# CONFIG_DEVTMPFS=y

## alanu

Hi All

I'm a man in need of help!

Unfortunately my IT guy has had to leave for a family emergency and isn't contactable but he seems to have left me a bit stuck.

(Firstly i'm not a Linux guy and am even out of date on windows too)

We have a gentoo box that runs a number of our internal routines. Some of the services started misbehaving so following my IT guys printed dummies guide for me I restarted SQL etc etc.....no joy. That's about the limit of my skills

The last step on his dummies guide was to reboot.  Did that and all the kernel boot options fail with "CONFIG_DEVTMPFS=y is required in your kernel configuration".

So I now have a dead server with no way to boot, a p**sed off girlfrined as i've just cancelled our holiday and customers not getting their orders!

I've managed to find from the help on the forum here that the flag needs to be set in the kernel config and re-compiled.

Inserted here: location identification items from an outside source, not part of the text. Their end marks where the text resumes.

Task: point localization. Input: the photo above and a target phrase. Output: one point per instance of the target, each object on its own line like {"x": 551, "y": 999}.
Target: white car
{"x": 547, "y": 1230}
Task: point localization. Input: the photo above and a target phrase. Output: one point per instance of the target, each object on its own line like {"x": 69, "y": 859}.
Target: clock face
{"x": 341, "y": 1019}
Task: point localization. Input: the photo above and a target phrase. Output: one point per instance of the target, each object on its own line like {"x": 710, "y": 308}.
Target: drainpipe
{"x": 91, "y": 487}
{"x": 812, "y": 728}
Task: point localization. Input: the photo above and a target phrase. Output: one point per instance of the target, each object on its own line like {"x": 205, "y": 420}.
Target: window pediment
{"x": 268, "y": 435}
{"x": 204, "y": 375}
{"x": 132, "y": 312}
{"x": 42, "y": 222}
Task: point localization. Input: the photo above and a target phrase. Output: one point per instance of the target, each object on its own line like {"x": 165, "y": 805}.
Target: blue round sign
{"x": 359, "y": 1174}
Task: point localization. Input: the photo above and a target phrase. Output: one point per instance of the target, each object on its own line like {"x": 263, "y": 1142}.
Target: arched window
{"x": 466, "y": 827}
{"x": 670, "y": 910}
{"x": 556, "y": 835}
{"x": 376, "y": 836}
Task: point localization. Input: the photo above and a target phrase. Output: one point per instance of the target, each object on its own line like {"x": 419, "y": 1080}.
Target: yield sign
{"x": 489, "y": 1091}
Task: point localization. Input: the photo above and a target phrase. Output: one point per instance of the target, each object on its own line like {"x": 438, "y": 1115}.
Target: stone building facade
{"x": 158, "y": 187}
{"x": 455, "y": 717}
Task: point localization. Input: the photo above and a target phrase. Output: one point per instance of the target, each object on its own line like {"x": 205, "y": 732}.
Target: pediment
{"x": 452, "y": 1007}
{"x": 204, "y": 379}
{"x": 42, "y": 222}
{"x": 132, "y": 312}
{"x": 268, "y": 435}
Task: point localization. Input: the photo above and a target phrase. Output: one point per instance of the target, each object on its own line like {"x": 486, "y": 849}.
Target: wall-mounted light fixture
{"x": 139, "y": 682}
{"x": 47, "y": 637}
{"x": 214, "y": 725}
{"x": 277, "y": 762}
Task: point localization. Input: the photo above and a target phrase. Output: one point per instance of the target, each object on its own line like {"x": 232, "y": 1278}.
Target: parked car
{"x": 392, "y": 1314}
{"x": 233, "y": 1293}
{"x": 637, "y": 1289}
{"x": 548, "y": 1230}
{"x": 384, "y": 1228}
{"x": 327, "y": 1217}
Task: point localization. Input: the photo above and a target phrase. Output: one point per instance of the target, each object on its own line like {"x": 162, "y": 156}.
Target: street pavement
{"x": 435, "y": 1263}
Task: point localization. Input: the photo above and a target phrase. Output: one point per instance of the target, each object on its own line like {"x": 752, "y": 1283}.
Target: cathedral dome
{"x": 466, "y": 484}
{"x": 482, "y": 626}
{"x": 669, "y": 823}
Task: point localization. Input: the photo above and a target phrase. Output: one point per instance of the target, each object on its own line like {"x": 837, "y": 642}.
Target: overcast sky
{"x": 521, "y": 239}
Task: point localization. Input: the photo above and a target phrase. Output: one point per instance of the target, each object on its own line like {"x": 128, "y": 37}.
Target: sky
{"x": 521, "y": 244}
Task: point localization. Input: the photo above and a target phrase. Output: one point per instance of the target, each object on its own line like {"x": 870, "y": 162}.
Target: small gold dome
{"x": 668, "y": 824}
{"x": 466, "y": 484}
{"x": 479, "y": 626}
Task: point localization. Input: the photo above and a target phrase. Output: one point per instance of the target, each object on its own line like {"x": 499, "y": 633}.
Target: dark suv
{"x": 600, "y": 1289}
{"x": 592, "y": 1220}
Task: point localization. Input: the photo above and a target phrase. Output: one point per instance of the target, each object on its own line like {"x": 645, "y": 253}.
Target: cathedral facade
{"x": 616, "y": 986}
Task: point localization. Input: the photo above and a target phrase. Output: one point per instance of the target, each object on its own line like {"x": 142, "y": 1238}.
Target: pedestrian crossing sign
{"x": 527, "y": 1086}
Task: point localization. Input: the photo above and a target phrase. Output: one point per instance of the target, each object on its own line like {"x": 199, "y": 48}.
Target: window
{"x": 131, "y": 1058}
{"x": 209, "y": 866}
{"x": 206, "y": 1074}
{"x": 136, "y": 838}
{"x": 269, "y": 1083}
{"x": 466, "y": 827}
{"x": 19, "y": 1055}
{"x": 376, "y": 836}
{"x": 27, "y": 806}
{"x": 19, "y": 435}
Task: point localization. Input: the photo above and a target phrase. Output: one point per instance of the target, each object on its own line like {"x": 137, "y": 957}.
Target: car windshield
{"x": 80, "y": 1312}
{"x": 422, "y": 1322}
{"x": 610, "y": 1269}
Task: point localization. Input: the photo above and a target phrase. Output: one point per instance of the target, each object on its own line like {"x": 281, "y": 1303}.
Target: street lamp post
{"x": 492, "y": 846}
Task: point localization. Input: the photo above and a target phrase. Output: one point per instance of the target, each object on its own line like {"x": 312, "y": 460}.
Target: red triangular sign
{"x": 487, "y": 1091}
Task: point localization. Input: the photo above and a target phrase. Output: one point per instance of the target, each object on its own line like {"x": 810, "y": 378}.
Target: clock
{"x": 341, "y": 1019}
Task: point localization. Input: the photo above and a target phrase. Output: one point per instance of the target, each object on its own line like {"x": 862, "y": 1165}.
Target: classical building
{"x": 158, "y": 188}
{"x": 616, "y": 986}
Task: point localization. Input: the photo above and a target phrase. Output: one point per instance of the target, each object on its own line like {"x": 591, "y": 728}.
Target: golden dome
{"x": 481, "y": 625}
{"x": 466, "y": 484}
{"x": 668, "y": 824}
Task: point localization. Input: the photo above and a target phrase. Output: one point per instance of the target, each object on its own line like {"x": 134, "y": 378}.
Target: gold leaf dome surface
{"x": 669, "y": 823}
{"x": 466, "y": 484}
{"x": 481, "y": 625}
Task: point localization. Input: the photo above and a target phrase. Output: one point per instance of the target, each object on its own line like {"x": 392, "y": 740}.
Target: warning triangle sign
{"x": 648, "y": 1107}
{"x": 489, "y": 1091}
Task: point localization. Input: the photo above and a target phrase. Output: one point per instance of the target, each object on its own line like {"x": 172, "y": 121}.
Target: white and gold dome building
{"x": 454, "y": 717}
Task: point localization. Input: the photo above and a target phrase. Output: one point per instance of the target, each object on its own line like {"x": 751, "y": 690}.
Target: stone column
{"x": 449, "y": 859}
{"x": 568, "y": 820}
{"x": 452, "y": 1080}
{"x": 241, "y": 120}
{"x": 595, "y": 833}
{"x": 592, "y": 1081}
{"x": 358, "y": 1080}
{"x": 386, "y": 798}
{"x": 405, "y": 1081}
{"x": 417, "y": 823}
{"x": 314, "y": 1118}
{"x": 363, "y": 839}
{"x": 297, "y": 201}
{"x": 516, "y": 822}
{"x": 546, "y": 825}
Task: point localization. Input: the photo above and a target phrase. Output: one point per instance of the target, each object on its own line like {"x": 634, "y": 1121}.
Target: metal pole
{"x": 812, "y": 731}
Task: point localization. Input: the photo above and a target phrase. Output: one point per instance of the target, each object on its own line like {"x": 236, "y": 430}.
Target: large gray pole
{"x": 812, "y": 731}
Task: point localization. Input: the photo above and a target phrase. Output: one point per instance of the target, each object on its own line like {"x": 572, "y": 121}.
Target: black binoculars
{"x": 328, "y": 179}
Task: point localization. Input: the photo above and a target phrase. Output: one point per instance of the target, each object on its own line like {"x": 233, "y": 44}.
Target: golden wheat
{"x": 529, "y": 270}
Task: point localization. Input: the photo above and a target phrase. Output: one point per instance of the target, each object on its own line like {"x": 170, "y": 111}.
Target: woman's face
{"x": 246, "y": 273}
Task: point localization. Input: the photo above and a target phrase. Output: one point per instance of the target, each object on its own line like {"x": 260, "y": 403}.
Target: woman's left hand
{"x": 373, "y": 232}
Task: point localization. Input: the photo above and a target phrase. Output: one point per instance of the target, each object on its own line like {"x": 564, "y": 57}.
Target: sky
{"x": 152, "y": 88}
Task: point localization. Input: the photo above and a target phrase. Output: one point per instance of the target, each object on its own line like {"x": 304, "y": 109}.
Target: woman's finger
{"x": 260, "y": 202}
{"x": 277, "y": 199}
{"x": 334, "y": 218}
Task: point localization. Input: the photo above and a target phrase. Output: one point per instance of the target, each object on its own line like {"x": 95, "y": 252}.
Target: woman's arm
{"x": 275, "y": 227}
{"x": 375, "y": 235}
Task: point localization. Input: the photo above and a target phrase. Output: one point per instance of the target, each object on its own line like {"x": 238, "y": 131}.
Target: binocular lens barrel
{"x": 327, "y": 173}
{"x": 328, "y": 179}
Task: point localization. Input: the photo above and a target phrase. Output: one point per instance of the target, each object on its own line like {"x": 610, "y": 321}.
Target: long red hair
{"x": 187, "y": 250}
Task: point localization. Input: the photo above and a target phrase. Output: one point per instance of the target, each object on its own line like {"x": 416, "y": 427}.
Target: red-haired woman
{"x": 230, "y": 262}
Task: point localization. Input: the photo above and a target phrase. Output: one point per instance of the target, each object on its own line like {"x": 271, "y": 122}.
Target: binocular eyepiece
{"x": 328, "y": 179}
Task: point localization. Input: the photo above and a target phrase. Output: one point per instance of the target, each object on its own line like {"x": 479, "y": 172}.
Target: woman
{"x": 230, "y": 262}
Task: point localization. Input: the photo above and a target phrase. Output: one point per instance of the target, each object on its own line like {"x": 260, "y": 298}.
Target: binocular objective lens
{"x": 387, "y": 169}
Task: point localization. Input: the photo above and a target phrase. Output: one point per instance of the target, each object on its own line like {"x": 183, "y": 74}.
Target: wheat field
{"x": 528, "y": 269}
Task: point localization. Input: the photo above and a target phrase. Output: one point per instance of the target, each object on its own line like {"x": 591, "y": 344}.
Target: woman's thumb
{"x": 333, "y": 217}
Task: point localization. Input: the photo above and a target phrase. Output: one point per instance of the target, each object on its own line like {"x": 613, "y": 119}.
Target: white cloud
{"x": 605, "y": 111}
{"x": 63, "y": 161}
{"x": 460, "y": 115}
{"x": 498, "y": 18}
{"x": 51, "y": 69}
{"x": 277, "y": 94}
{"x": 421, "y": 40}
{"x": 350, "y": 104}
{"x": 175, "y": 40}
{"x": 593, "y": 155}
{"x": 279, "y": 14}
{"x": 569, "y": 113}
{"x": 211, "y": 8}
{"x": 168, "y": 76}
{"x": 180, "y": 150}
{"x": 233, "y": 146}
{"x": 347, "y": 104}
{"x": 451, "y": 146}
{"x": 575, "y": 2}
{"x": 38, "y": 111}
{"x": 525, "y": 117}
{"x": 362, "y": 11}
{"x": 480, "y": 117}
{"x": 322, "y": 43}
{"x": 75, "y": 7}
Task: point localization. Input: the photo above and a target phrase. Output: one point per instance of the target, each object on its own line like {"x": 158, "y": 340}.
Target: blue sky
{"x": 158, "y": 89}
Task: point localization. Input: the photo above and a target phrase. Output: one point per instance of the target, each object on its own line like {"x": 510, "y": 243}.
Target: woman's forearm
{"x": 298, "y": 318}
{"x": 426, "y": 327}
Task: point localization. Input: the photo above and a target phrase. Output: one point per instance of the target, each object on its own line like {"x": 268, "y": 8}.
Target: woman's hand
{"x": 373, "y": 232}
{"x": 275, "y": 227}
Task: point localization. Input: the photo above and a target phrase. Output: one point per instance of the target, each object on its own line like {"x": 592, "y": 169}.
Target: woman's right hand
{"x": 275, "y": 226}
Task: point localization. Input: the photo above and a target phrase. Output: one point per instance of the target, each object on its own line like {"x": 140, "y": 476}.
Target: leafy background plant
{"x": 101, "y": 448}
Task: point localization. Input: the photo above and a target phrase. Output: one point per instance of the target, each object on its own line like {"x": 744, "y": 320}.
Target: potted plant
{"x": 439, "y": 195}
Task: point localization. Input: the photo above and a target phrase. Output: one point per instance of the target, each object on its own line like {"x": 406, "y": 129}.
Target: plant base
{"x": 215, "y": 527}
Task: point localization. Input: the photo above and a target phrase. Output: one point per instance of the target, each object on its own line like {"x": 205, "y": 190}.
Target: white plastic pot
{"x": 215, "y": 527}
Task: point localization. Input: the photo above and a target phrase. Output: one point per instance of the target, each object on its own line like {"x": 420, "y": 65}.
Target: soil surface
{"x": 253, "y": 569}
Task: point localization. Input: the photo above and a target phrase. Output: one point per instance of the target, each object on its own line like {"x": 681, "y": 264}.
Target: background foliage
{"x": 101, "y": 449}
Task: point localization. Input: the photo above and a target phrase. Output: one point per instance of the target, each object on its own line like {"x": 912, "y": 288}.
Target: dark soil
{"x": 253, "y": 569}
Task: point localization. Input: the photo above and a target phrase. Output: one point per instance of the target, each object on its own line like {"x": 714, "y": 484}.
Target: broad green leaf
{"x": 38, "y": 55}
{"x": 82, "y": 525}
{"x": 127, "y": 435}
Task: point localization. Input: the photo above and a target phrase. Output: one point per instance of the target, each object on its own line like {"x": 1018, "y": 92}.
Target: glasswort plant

But that's probably a little bit out of my league without a keypress by kepress assist.....is there any other options? downgrading Udev, would that help and is that something i can do if i bypass udev in Interacive boot?

Apologies if it sounds like I don't know what i'm talking about, it's because i dont.  Any help would be much appreciated.

----------

## DaggyStyle

check this, http://www.gentoo.org/doc/en/kernel-upgrade.xml

it should give you some info, be sure to select the right method if you use kernel selection (manual or genkernel)

----------

## alanu

Thanks Daggy

I guess the problem is i can't even get to a login point to be able to go through the guide.

When it boots i can get direct to Bash or bypass Udev in Interactibve and i'm guessing end at bash too but without Udev running am it looks like i'm missing access to all the programs like emerge and the whole source folders etc?

I'm trying to go from zero linux knowledge to compiling kernels in two hours....not a good idea!

I've tried the gentoo live DVD but that doesn't seem to bring up the drives either, is there a way I can get to a position to similar to the start of the link you sent?

thanks again

----------

## lexflex

 *alanu wrote:*   

> 
> 
> When it boots i can get direct to Bash 

 

If you can get to bash, you should be able to use all kinds of commands....... 

Otherwise, boot from the live-cd's as a comand-line user or go to a shell-terminal so you can use bash if you are in some graphical environment.

Then mount the system as described in de Gentoo manual and use chroot (see chapter 6):

http://www.gentoo.org/doc/en/handbook/handbook-amd64.xml?full=1

After thius, chroot into the system and you should be able to use emerge etc.

Alex.

----------